Jan Ingen-Housz (1730-1799) studeerde medicijnen, later chemie en fysica. Hij is de ontdekker van de koolzuurassimilatie en ontdekte dat planten ademhalen. Zie de titel (links onder) ‘Proeven op plantengewassen’.
Jan Christaan Sepp (1739-1811) was de zoon van de Duitse instrumentmaker en cartograaf Christiaan Sepp, die in Amsterdam werkzaam was. Vader en zoon hadden beiden grote liefhebberij in de studie van de natuur. Toen J.C. Sepp zich als boekverkoper vestigde kwam deze interesse tot uiting in het fonds van zijn uitgeverij.
Martinus Houttuyn (1720-1798), geboren te Hoorn, studeerde medicijnen in Leiden en vestigde zich in 1753 in Amsterdam. Houttuyn had een uitgeverij waarbinnen hij een groot aantal van zijn eigen boeken op natuurhistorisch terrein uitgaf. Daarnaast werkte hij samen met Sepp en andere uitgevers.

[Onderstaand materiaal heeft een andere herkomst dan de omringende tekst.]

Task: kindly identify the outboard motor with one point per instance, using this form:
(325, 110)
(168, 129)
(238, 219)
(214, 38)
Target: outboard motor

‘Houtkunde’ geeft ons een beeld van houtverzamelingen in naturaliën-cabinetten die in natura vaak verloren zijn gegaan. Het is bovendien een rijke bron van informatie over de kennis van hout en het gebruik ervan in de achttiende eeuw. Het boek biedt tenslotte hulp bij het ontcijferen van al die verschillende namen die vaak aan een en dezelfde houtsoort werden en worden gegeven. Bron: M. van Delft, ‘ De flora Batava: Het eerste overzicht van de Nederlandse wilde planten in woord en beeld’, Jaarboek van het Nederlands genootschap van bibliofielen 1998, p. 115-143.